AstraZeneca has reported positive full results from its phase 3 NATRON trial evaluating Fasenra (benralizumab) for the treatment of hypereosinophilic syndrome (HES).
HES is a group of rare disorders characterised by persistently elevated levels of eosinophils – a type of white blood cell – in the blood, accompanied by evidence of tissue or organ damage. Symptoms range from fatigue and weight loss to more severe outcomes such as organ failure or coma. Owing to this variety, diagnosis can be challenging; estimates suggest HES affects between 0.04 and 0.17 per 100,000 people in the UK.
The multicentre, randomised, double-blind, placebo-controlled NATRON study assessed the efficacy and safety of 30mg of Fasenra administered subcutaneously every four weeks in eligible patients with HES.
The trial met its primary endpoint, demonstrating a statistically significant and clinically meaningful delay in time to first disease worsening or flare, and a reduction in overall risk of flare compared with placebo.
All key secondary endpoints were also met, including a lower proportion of patients experiencing flare-ups or withdrawing from treatment, and a reduction in the annualised flare rate versus placebo. Improvements in fatigue scores were additionally observed.

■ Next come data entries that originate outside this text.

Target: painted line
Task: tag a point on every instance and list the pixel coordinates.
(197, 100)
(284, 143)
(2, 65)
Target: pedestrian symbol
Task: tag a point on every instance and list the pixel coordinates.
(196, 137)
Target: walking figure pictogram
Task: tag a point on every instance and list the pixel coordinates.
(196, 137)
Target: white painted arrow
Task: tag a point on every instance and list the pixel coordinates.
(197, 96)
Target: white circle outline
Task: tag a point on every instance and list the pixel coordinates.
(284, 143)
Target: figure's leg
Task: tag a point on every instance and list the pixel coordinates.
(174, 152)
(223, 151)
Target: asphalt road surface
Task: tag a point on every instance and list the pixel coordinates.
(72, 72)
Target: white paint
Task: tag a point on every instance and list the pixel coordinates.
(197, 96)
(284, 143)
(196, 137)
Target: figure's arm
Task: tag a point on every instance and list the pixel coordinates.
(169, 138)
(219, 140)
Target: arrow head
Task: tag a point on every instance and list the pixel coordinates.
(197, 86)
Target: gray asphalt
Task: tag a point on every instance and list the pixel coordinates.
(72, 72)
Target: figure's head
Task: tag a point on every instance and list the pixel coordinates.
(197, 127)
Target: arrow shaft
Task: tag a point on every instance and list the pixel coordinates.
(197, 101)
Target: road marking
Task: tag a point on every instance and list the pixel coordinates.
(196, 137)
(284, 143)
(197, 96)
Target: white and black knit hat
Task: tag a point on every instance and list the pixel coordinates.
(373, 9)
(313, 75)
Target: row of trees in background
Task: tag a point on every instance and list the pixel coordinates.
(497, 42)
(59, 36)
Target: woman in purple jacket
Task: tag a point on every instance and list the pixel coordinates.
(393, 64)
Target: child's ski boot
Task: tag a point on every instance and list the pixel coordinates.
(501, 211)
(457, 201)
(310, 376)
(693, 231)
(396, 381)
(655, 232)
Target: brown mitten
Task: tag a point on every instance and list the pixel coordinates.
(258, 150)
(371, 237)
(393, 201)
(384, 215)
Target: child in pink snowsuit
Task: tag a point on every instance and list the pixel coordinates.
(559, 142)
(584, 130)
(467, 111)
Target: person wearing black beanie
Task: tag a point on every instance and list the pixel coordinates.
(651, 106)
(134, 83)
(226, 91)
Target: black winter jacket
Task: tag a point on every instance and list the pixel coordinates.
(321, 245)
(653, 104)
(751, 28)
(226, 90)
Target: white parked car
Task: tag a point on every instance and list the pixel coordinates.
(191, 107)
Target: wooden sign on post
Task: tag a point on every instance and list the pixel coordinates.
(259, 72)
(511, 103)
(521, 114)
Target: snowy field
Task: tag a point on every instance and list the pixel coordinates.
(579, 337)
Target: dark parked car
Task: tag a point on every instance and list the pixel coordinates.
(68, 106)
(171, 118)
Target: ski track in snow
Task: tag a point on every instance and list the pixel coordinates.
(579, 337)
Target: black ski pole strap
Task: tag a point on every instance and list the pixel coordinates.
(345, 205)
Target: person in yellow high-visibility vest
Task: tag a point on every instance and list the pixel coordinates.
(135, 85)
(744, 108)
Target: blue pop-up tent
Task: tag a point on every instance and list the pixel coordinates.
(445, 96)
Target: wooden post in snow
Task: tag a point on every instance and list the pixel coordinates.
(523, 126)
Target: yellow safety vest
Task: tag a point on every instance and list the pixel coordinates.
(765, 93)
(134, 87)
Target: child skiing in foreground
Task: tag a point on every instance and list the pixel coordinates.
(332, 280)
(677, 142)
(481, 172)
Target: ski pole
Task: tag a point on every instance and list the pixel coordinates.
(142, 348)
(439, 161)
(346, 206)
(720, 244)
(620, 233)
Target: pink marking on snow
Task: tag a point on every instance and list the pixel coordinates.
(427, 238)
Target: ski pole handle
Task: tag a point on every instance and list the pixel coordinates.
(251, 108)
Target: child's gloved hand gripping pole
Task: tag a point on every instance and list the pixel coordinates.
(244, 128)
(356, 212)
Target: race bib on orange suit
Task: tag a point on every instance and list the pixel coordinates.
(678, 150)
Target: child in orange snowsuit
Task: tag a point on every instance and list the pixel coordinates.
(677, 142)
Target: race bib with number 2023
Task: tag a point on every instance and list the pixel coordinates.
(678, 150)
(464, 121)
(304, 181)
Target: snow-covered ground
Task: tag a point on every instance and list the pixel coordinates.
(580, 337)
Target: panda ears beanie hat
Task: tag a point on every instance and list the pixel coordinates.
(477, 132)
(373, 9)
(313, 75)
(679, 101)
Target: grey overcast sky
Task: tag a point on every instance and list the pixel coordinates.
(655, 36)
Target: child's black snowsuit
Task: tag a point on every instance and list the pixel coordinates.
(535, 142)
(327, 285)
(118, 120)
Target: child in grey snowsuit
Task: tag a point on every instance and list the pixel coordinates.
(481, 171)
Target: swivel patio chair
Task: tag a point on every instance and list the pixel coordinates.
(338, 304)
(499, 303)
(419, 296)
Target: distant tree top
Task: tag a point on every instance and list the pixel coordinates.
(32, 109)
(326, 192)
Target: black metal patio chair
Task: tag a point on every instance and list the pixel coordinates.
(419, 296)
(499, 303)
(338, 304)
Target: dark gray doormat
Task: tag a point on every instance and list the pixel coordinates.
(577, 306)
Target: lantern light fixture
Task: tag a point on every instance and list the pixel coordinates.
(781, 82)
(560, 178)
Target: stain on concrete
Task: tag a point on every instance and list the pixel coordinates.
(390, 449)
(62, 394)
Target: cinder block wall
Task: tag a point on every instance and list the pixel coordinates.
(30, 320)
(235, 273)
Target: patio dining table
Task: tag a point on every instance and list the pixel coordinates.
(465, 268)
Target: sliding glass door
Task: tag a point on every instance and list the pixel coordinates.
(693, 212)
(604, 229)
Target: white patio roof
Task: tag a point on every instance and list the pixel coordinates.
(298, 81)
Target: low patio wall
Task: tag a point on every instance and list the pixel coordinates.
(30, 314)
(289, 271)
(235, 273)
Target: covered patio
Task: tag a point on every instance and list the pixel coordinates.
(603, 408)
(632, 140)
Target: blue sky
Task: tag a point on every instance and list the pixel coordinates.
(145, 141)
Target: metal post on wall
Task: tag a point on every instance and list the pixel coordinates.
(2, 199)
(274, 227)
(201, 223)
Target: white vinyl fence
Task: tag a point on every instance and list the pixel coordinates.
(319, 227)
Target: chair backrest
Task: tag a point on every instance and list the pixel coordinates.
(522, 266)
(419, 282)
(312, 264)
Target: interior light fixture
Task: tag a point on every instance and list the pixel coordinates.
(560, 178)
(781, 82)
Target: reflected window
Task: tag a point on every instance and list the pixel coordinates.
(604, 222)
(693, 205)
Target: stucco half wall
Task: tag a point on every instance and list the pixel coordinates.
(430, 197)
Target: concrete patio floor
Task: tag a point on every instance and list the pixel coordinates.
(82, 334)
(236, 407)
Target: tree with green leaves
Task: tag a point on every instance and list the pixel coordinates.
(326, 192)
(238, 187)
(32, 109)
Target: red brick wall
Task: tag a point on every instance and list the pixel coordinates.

Sharon Barr, Executive Vice President, BioPharmaceuticals R&D, AstraZeneca, said: “The NATRON results confirm Fasenra’s ability to address eosinophilic inflammation in difficult to treat eosinophilic-driven diseases, like HES and eosinophilic granulomatosis with polyangiitis, in addition to severe eosinophilic asthma.
“By sharing the full results from NATRON with the medical community today and progressing our regulatory filing, we hope to realise a future in which Fasenra helps patients with HES who currently have very limited options.”